10.3 Excluded Claims
Returns may be denied for:
- incorrect sizing;
- buyer’s remorse;
- shipping delays;
- color variation;
- mockup variation;
- or errors caused by Merchant-submitted artwork.
ARTICLE 11 — CHARGEBACKS & PAYMENT DISPUTES
Merchant may be responsible for:
- chargebacks;
- fraud losses;
- refund losses;
- processor penalties;
- customer disputes;
- and related operational costs associated with Merchant activity.
The Company may offset such amounts against future payouts or amounts owed to Merchant.
ARTICLE 12 — INTELLECTUAL PROPERTY
12.1 Merchant Warranties
Merchant represents and warrants that Merchant owns or is legally authorized to use all submitted Content.
Merchant is solely responsible for:
- copyright claims;
- trademark claims;
- licensing disputes;
- infringement claims;
- and related liabilities arising from Merchant-submitted Content.
12.2 Company Not Responsible for Verification
The Company has no obligation to investigate or verify ownership rights related to submitted Content.
12.3 Company Intellectual Property
Merchant acknowledges that the Company retains ownership of:
- systems;
- workflows;
- operational methods;
- templates;
- pricing structures;
- marketing systems;
- supplier relationships;
- platform infrastructure;
- trade secrets;
- and related proprietary assets.
ARTICLE 13 — CONFIDENTIALITY & TRADE SECRETS
Merchant agrees that all Confidential Information disclosed by the Company is proprietary and confidential.
Merchant shall not disclose, copy, exploit, distribute, teach, share, sell, reverse engineer, or misuse any Confidential Information.

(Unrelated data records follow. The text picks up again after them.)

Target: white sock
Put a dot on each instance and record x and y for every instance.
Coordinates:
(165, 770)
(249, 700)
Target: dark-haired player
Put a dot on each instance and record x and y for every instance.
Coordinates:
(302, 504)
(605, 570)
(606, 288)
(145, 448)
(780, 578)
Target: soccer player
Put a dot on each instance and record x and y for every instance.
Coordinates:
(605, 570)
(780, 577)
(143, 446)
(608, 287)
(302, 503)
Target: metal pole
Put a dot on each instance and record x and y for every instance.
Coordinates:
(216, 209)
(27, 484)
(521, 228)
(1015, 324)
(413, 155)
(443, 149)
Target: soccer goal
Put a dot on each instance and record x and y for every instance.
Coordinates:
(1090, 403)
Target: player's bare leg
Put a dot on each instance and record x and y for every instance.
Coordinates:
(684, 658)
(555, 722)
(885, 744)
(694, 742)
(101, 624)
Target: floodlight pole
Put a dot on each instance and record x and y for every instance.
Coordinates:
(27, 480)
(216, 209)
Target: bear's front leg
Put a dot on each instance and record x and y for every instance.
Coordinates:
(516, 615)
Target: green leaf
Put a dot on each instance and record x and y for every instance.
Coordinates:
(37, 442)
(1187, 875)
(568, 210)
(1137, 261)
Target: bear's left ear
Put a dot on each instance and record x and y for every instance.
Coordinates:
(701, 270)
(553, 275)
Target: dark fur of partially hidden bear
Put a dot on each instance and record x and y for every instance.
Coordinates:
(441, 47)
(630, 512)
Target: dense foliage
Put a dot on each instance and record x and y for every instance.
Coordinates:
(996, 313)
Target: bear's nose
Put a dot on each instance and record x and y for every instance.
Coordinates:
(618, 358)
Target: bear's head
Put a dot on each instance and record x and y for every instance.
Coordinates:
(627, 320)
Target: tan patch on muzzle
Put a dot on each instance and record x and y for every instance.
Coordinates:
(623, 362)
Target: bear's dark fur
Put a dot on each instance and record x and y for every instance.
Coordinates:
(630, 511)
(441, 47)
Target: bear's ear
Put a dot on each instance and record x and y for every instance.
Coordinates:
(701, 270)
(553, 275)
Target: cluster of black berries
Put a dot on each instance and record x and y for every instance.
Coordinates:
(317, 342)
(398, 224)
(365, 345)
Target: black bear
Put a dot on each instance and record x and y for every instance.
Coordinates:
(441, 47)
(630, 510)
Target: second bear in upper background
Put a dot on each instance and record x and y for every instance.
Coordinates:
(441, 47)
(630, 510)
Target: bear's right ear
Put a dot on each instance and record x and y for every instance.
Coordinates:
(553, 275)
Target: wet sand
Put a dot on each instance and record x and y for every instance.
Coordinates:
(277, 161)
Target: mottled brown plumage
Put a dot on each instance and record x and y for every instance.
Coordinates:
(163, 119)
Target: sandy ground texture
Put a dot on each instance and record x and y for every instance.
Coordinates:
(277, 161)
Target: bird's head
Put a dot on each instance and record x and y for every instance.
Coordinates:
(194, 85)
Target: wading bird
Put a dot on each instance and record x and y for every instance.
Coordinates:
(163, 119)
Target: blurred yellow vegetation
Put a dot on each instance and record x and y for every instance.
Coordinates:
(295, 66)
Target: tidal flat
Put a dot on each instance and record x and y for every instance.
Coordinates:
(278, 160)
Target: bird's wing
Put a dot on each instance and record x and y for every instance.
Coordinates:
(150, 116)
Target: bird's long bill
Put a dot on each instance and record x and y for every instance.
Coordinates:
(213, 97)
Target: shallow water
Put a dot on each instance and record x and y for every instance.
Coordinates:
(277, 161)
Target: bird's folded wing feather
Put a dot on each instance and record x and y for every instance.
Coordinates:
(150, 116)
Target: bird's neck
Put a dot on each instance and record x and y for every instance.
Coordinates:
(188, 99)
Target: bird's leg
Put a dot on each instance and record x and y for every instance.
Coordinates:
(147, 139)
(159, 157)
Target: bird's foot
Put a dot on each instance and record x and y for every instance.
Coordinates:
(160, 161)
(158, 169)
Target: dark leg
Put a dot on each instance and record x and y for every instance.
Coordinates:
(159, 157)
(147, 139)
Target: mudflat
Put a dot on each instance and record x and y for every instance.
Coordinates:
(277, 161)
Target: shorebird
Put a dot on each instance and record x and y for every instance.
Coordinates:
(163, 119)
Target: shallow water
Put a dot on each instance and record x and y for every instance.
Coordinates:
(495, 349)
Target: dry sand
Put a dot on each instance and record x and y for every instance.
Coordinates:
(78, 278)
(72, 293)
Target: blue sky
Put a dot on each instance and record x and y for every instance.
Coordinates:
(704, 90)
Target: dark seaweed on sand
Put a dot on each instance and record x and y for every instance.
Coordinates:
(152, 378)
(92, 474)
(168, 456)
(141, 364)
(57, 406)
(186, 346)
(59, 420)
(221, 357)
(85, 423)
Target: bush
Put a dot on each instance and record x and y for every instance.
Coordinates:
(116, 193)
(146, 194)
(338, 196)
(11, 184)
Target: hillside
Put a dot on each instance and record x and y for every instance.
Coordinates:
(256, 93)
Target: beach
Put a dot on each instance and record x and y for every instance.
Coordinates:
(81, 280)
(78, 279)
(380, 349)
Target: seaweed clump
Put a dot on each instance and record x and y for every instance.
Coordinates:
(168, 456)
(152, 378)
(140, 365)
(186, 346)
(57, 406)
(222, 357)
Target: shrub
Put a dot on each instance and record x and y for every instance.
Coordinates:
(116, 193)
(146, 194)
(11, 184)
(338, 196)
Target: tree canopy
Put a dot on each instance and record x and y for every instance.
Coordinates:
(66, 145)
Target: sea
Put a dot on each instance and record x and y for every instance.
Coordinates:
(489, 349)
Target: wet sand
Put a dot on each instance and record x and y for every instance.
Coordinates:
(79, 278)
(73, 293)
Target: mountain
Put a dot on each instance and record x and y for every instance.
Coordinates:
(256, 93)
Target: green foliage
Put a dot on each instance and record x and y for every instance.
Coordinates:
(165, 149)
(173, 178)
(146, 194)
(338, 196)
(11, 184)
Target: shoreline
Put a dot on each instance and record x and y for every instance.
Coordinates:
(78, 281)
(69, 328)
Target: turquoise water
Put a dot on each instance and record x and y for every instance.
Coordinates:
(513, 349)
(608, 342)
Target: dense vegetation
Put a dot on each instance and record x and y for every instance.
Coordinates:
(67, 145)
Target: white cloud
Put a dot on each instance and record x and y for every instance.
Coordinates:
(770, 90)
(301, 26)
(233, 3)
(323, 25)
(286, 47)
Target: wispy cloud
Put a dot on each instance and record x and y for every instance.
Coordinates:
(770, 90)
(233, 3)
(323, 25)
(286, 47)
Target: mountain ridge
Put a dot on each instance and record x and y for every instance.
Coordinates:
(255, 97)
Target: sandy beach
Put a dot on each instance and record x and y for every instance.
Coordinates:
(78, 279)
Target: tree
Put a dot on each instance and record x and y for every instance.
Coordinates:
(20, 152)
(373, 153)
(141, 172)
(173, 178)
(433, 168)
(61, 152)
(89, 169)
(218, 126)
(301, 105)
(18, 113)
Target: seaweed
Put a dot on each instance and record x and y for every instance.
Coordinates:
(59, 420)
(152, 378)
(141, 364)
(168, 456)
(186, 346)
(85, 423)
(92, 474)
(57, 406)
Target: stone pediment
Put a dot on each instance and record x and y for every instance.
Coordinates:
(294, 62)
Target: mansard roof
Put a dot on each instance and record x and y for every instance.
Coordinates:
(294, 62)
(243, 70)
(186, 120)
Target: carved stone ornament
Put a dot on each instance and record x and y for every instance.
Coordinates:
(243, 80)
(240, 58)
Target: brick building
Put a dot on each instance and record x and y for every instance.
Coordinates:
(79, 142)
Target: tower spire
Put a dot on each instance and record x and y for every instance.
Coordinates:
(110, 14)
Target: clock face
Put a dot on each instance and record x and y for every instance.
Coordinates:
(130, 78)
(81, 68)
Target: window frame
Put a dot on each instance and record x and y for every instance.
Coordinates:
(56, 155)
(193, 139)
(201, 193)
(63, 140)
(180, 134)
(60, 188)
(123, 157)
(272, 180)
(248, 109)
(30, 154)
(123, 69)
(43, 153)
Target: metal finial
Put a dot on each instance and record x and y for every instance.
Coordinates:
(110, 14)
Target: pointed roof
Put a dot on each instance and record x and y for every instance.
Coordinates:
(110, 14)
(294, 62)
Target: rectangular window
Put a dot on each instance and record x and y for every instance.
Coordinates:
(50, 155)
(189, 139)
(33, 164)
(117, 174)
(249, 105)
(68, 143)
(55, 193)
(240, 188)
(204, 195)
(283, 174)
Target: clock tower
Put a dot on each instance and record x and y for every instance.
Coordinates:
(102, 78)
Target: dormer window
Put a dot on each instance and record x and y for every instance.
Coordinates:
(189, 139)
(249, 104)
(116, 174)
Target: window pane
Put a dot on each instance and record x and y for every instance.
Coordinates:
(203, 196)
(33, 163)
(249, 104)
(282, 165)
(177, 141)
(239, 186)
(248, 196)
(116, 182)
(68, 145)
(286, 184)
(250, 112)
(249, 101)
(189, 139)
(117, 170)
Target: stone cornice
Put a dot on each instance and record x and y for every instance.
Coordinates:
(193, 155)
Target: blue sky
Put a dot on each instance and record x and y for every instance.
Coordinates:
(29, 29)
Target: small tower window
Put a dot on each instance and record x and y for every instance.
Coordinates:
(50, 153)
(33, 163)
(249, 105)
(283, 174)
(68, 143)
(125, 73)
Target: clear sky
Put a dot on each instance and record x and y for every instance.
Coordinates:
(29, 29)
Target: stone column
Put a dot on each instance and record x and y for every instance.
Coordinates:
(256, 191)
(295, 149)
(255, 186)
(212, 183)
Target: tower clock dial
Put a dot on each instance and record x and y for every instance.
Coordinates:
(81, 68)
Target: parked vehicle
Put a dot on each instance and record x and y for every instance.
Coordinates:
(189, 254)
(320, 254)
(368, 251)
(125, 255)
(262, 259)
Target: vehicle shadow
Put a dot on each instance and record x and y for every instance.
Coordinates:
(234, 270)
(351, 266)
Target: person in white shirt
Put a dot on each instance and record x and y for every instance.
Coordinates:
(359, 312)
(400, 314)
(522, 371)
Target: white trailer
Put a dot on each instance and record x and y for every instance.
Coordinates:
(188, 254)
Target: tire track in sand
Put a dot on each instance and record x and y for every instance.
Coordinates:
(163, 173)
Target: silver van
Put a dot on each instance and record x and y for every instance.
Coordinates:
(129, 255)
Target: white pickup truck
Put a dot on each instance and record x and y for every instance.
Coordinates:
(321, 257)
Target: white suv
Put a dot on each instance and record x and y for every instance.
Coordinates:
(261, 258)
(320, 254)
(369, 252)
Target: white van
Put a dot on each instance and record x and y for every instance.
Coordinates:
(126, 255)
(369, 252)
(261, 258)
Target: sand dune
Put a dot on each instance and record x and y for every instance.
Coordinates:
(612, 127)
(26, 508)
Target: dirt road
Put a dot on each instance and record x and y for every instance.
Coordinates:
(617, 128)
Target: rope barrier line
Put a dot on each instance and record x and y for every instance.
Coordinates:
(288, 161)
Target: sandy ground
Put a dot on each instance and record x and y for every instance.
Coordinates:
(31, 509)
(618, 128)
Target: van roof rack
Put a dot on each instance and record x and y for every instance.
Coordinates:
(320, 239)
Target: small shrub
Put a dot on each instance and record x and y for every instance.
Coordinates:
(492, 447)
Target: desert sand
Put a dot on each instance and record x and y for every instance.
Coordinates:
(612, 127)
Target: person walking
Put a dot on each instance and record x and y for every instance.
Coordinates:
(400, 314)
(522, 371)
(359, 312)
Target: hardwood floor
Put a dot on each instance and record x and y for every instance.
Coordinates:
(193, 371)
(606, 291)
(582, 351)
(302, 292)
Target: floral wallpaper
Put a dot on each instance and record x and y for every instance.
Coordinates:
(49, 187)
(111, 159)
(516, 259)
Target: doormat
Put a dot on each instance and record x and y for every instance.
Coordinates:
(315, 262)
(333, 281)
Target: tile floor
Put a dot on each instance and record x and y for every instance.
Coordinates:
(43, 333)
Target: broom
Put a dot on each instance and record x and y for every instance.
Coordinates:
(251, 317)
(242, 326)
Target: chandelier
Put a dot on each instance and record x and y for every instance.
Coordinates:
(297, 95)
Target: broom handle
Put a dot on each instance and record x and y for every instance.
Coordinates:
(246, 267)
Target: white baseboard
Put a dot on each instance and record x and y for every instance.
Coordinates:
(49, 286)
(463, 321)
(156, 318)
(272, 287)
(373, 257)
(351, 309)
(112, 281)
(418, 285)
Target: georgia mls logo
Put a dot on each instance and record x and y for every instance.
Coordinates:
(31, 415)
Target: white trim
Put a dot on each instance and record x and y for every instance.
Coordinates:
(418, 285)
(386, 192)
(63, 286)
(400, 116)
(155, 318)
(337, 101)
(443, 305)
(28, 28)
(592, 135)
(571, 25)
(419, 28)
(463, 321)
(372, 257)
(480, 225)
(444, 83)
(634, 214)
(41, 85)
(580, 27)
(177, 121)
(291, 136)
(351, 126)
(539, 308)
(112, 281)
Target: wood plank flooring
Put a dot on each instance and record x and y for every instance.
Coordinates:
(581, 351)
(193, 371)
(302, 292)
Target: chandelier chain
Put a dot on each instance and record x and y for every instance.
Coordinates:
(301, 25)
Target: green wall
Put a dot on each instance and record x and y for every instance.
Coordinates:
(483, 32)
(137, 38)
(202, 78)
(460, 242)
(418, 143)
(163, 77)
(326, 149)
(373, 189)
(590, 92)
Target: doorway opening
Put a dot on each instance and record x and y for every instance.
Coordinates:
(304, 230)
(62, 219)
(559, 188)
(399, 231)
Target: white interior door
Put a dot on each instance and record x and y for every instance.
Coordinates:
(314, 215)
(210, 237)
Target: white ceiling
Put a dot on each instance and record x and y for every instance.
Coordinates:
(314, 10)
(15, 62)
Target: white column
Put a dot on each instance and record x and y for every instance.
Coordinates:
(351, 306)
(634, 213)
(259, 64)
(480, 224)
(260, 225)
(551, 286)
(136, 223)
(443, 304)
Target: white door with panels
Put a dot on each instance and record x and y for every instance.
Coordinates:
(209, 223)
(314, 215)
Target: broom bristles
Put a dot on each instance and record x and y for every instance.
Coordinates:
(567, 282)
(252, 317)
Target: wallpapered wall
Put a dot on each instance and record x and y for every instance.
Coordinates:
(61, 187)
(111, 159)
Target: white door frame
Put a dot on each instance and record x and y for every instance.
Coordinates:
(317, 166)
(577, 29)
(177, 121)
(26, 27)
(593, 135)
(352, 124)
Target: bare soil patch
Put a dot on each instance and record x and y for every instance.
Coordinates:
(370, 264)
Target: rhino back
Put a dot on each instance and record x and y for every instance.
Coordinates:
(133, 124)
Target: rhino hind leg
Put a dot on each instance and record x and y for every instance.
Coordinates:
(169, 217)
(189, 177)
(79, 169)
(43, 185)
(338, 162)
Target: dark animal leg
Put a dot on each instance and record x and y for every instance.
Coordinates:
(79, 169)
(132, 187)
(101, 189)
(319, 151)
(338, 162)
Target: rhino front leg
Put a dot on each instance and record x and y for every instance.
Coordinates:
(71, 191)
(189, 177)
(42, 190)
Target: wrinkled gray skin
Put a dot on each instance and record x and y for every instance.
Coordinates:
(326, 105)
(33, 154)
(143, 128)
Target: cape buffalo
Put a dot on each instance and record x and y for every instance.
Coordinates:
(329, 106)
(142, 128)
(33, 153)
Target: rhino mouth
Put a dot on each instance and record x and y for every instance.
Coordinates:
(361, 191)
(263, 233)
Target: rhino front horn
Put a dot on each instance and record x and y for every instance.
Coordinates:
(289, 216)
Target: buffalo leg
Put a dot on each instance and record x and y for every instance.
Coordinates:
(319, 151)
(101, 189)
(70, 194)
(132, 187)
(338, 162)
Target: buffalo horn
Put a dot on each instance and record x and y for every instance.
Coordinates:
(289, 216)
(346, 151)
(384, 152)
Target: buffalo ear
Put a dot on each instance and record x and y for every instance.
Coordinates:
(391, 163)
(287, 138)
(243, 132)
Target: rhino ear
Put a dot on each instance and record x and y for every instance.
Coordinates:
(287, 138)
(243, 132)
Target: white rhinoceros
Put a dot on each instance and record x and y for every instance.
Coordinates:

Unauthorized disclosure or misuse constitutes a material breach of this Agreement.
The Company may seek injunctive relief and damages for violations of this section.
ARTICLE 14 — TERMINATION & PLATFORM GOVERNANCE
The Company may suspend, restrict, or terminate access to the Platform or Services at any time, with or without notice, for any reason or no reason, including but not limited to:
- nonpayment;
- chargebacks;
- fraud;
- abusive conduct;
- excessive support demands;
- policy violations;
- reputational risk;
- intellectual property violations;
- unlawful conduct;
- deceptive marketing;
- inactivity;
- or operational risk.
ARTICLE 15 — MODIFICATION OF TERMS
The Company reserves the right to modify, revise, suspend, replace, or update this Agreement, Platform terms, Services, pricing, commission structures, reporting relationships, subscriptions, policies, or operational procedures at any time.
Updated terms may be provided through:
- Platform posting;
- email communication;
- website publication;
- account notification;
- invoice messaging;
- or other reasonable methods.
Continued use of the Platform or Services after updated terms become effective constitutes acceptance of the updated terms.
BILLING AUTHORIZATION & RECURRING CHARGES
The Client authorizes Branded Apparel Club to charge the recurring monthly hosting and support fee of $49.99 beginning on the date of signup. Billing will automatically recur monthly on the anniversary date of enrollment unless canceled in accordance with this agreement.
By completing checkout, the Client acknowledges and agrees to the recurring billing terms outlined in this agreement.